Here's an equivalent way of proceeding, starting after step (3) above.

Explicitly write out the expected value over datasets. Because the data points are independent, the joint distribution of the dataset is equal to the product of the marginal distributions of the data points.

$$= \frac{1}{n} \sum_{i=1}^n \int \cdots \int \left ( \prod_{j=1}^n f_X(x_j) \right ) \mathcal{L}(x_i, h(x_i)) \ dx_1 \cdots dx_n$$

Reorder the integrals (see Fubini's theorem) and pull terms involving $x_i$ to the outside:

$$= \frac{1}{n} \sum_{i=1}^n \int f_X(x_i) \mathcal{L}(x_i, h(x_i)) \left [ \int \cdots \int \left ( \prod_{j \ne i} f_X(x_j) \right ) \ dx_1 \cdots dx_{i-1} \ dx_{i+1} \cdots dx_n \right ] dx_i$$

The expression inside the brackets is simply integrating a distribution, so it's equal to one:

$$= \frac{1}{n} \sum_{i=1}^n \int f_X(x_i) \mathcal{L}(x_i, h(x_i)) dx_i$$

The integral is the expected value of $\mathcal{L}(\cdots)$ with respect to $f_X$:

$$= \frac{1}{n} \sum_{i=1}^n E_{X \sim f_X}[\mathcal{L}(X, h(X))]$$

This is the same as the result of step (5) above, so proceed to (6).

Answer 2

It's actually an immediate consequence of the fact that $R_e(h)$ is a Monte Carlo estimator for $R(h)$ (for fixed h).
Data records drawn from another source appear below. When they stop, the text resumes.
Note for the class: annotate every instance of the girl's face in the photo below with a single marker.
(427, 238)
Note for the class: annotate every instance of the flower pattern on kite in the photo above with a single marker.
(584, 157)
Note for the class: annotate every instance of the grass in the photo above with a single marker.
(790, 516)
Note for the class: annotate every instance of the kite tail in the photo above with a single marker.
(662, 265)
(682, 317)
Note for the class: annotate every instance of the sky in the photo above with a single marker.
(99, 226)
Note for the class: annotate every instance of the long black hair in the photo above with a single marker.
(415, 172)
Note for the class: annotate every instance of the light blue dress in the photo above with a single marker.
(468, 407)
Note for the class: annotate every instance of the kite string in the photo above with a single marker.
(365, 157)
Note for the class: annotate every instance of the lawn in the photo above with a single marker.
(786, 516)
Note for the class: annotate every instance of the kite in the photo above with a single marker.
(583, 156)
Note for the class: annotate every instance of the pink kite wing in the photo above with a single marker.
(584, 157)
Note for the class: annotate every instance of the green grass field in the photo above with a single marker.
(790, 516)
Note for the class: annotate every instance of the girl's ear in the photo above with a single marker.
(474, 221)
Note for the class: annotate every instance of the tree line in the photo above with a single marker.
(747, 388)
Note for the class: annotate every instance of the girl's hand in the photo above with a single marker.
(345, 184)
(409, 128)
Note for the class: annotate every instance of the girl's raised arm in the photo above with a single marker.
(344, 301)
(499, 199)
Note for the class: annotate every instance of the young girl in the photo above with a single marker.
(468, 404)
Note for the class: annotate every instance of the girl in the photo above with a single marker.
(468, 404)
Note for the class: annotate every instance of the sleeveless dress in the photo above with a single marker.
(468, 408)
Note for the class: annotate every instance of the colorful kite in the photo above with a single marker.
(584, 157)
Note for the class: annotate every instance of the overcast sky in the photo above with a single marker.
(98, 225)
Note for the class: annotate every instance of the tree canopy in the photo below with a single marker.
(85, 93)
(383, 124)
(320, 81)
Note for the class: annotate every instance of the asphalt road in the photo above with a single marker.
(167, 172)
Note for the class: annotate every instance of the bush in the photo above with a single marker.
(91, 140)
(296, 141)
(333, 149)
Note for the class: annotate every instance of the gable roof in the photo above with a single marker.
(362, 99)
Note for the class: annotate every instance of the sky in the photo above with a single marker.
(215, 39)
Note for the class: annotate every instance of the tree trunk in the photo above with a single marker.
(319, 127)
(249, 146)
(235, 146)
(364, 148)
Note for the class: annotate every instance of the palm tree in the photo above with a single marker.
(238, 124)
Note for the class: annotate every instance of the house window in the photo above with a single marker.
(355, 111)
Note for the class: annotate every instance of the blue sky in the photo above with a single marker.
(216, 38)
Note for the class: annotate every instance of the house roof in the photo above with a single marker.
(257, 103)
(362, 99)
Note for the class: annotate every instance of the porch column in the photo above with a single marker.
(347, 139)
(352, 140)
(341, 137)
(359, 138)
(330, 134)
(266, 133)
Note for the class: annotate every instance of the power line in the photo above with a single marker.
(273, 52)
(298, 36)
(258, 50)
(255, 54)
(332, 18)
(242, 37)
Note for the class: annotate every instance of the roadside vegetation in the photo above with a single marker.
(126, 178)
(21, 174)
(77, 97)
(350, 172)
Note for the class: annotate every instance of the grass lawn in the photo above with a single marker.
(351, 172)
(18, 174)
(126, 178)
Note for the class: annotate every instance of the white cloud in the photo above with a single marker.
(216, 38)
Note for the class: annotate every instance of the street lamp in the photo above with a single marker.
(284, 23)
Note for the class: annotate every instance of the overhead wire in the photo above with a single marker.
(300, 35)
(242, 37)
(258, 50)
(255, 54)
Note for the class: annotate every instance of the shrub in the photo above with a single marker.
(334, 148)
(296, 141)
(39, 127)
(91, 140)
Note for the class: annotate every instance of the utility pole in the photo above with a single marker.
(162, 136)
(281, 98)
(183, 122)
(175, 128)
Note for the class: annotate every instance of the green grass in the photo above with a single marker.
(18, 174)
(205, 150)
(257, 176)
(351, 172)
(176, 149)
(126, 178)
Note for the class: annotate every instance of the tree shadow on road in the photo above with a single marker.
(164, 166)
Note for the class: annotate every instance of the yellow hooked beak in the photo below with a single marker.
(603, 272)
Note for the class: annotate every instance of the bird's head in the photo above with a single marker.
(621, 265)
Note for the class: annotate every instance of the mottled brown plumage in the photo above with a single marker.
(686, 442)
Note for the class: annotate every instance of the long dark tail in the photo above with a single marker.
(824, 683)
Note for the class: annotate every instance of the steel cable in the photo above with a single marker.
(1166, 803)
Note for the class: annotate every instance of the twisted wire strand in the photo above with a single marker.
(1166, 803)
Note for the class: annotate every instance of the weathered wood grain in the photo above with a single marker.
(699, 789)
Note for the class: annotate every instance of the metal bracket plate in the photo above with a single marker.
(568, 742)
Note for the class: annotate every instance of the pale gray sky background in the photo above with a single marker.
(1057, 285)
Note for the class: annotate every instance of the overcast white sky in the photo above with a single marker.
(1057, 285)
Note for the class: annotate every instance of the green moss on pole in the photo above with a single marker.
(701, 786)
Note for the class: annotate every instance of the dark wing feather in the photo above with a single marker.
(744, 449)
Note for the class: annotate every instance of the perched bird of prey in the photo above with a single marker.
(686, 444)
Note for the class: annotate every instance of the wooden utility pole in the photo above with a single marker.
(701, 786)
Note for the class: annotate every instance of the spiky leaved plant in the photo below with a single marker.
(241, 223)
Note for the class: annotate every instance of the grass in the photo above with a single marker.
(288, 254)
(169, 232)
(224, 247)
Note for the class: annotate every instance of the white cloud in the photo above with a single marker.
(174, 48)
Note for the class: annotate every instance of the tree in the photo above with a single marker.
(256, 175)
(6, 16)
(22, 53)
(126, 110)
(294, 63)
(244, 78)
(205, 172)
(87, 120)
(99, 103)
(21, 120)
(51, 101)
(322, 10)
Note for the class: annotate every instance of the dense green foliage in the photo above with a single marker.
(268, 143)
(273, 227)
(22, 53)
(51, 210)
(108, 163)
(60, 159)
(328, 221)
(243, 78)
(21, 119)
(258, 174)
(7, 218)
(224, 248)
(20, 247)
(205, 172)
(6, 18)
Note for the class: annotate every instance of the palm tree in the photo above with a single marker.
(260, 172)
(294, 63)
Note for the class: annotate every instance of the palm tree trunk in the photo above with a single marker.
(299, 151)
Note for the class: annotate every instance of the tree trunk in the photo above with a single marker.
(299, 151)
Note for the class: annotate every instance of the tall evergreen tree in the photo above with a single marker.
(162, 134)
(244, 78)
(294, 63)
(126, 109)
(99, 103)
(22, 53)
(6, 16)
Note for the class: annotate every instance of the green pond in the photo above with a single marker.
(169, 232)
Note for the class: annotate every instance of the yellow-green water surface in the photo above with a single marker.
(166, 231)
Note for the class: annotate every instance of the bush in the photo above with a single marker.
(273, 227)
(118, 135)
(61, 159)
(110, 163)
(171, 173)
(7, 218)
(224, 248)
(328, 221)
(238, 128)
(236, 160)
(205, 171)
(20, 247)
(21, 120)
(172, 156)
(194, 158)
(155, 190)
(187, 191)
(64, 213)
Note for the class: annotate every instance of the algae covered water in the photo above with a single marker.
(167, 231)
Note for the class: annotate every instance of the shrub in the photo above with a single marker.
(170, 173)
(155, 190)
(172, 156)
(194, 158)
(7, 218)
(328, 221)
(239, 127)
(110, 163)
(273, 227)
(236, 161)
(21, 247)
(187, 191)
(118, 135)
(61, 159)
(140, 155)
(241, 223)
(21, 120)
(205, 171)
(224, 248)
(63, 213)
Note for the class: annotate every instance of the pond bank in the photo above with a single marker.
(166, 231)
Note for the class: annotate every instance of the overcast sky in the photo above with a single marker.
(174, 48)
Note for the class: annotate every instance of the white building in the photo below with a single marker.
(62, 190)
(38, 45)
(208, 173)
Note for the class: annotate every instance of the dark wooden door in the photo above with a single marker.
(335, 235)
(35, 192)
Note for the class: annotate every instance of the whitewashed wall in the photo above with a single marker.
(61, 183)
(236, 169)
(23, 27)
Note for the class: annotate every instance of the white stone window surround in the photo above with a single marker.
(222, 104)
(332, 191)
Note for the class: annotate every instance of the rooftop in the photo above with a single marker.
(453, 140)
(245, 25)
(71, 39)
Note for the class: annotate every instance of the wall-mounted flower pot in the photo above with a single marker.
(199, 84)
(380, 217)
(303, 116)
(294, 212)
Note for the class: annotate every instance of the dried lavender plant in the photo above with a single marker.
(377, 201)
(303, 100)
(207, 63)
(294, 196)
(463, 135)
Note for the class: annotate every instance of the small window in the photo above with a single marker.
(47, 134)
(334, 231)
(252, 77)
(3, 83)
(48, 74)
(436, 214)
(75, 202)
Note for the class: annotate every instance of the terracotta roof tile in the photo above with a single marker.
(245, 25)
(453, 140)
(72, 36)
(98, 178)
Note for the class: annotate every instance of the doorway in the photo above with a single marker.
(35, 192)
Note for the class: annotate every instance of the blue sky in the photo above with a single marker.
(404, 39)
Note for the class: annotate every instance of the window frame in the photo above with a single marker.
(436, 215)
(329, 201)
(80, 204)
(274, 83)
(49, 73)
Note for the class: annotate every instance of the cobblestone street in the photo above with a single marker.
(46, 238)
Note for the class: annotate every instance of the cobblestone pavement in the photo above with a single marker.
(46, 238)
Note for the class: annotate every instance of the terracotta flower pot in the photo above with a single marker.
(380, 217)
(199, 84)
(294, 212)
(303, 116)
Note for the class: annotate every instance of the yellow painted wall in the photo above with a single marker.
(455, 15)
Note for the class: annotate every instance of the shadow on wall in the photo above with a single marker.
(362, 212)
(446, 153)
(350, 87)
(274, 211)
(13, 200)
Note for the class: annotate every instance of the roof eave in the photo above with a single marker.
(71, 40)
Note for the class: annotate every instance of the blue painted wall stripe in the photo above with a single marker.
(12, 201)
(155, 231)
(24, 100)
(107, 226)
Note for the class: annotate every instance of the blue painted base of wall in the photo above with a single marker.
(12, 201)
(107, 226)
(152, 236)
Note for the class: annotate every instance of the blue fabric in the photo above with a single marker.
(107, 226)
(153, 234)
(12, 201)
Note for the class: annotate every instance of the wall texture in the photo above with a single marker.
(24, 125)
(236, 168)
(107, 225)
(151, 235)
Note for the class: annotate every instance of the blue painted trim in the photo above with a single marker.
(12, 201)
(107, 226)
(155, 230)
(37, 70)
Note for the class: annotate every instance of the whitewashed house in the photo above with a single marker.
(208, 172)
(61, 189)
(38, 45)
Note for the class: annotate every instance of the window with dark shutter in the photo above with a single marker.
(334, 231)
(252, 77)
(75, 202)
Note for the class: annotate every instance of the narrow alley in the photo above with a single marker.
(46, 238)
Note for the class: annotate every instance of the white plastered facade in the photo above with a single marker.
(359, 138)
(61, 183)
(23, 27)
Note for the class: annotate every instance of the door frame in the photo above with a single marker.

This is evident if, instead of the terrible notation often used in some introductory books to Machine Learning, where "datasets" are considered, we more properly consider a random vector $\mathbf{X}$ whose $n$ components are iid. The random vector has a probability distribution

$$p(\mathbf{X})=p(X_1,\dots,X_n)$$

Now, obviously $R_e(h(X_1),\dots,h(X_n))=f(\mathbf{X})$ is a random variable and we really want to compute its expectation:

$$\mathbb{E}_{\mathbf{X}\sim p(\mathbf{X})}[R_e(h)]$$

But this is immediate if we just notice that

$$f(\mathbf{X})=\frac{1}{n} \sum_{i=1}^n \mathcal{L}(X_i, h(X_i))=\frac{1}{n} \sum_{i=1}^n g(X_i)=\frac{1}{n} \sum_{i=1}^n Y_i$$

is nothing more than the Monte Carlo estimator for the mean of $Y=g(X)$, a random variable whose mean is nothing more than the true risk. Proof: all $Y_i$ are iid and we have

$$\mathbb{E}[Y]=\mathbb{E}_{X\sim p(X)}[g(X)]=\mathbb{E}_{X\sim p(X)}[\mathcal{L}(X, h(X))]=R(h)$$

Now, the Monte Carlo estimator has many interesting properties, but we only need two (actually one, but thanks to the second one I'll also show you an interesting property of Empirical Risk, you didn't ask about):

1. it is an unbiased estimator of true risk, i.e., its mean is equal to the mean of $Y$. As a matter of fact,

$$\mathbb{E}_{\mathbf{X}\sim p(\mathbf{X})}[R_e(h(X_1),\dots,h(X_n))]=\mathbb{E}[Y]=R(h)$$

2. it is a consistent estimator of true risk, i.e., the Monte Carlo estimator converges a.s. to the mean of $Y$ for the sample size $n\to\infty$. In other words

$$R_e(h)\overset{a.s.}\to R(h) \ \text{as} \ n\to\infty$$